Asian values flourished in the past whenever there was strong local leadership and a weak central government bureaucracy. Indeed, the most developed centralized bureaucracy of Confucian China only engendered corruption, power abuse and eventual loss of credibility.

Focusing on virtue brings added advantage. Virtue is firstly an inner disposition to do good things, not just because it is expedient to do so, but because of a personal commitment to what is right. Virtue emphasizes that moral terms are not just expressions of social conventions or personal preferences so much as insights into the inherent nature of things which we ought to follow.

Virtue is learned as one cultivates a moral self in conformity to objective moral ideals. That is to say, virtue focuses on character, on being good and not just doing good. Hence, the emphasis is on “virtue” and not just virtues. Yet, in the end, a person of virtue performs good deeds. In contrast, framing moral renewal in terms of values is often weak on these positive emphases.

Advocates of Asian values should take note! Caution is in order here lest this review is perceived as evidence that the writer is a Victorian-phile. Indeed, one may challenge Himmelfarb as being nostalgic in idealizing Victorian society. Nevertheless, she offers many perceptive observations on the fin de siecle (at the end of the 19th century) associated with moral decadence and epitomized by Oscar Wilde in his later years.

Himmelfarb’s portrait of Victorian virtues is considered here precisely because of the many similarities with Asian values. More importantly, the subsequent erosion of Victorian virtues in the 20th century provides relevant and concrete lessons to help Asians avoid a similar erosion of Asian values in their society.

Himmelfarb notes that some Victorians compensated for their loss of religious faith with greater moral assertions. But why be good, and how would a person know if morality bereft of a transcendental foundation is not merely social conformity?

Not surprisingly, morality without religion resulted in an inability to resist the challenge of post-Nietzchean permissiveness which glories in self-exaltation and reduces relationships to power struggles.

Statistics detailing the exponential growth in family breakdowns and crime rates suggest that all may not be well with Victorian virtues. Himmelfarb may have underplayed the destructive power of market forces and economic individualism. Still, the vital necessity of moral virtue to resist the encroachment of irresponsible materialism cannot be gainsaid.

Himmelfarb rejects contemporary ego-centred culture that is narcissistic, fragmented and individualistic, isolating oneself from one’s neighbor. In her words, self-respect always entails respect for others. She further insists that the ethos of a society cannot be reduced to economic, material or political elements alone, precisely because of its moral and spiritual character. Undoubtedly, religion continues to play a vital role in social renewal.

Herein lies the dilemma. Direct religious coercion stifles morality and turns members of a society into hypocrites.
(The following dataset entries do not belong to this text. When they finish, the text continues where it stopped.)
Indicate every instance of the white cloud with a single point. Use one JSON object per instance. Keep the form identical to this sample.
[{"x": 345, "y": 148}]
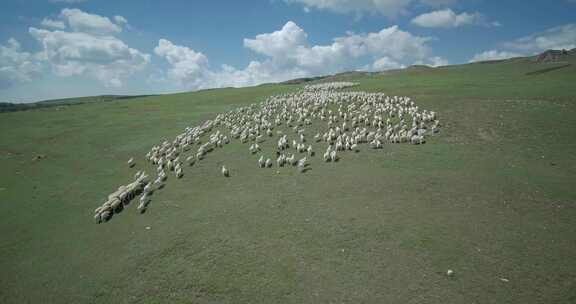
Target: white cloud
[
  {"x": 279, "y": 42},
  {"x": 287, "y": 54},
  {"x": 385, "y": 63},
  {"x": 561, "y": 37},
  {"x": 56, "y": 24},
  {"x": 388, "y": 8},
  {"x": 188, "y": 68},
  {"x": 104, "y": 58},
  {"x": 437, "y": 61},
  {"x": 80, "y": 21},
  {"x": 438, "y": 2},
  {"x": 494, "y": 55},
  {"x": 120, "y": 20},
  {"x": 16, "y": 66},
  {"x": 68, "y": 1},
  {"x": 447, "y": 18}
]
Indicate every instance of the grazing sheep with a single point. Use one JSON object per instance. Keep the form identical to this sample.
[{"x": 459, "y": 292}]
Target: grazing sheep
[
  {"x": 344, "y": 120},
  {"x": 261, "y": 162}
]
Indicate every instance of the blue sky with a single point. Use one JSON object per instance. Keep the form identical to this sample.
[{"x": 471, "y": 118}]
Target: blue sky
[{"x": 66, "y": 48}]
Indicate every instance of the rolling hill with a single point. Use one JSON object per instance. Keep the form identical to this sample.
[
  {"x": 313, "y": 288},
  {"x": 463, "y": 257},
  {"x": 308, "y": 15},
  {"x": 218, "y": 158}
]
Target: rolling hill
[{"x": 491, "y": 198}]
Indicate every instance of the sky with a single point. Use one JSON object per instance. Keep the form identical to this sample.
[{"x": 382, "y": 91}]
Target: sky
[{"x": 69, "y": 48}]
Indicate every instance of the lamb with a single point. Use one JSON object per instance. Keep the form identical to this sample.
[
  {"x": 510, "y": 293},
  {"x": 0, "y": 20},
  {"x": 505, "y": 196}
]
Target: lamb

On the other hand, morality without religion lacks the strength and ultimately the legitimacy to resist decadent moral individualism.

One way to achieve the delicate balance is offered by Peter Berger and Richard Neuhaus who argue that moral ethos is best strengthened if the central government restrains its bureaucracy and gives freedom to citizens to establish their own local “mediating institutions”. In other words, religious authorities should eschew coercion and aim instead at assistance and empowerment.

Advocates for Asian values rightly assume that there are moral resources in local cultures to develop person-size institutions able to nurture moral individuals. They would approve those Victorian activists who created organizations to promote “puritan” and family values. “They looked, in short, to civil society to do what the state cannot do – or, more often, to undo the evil that the state has done.”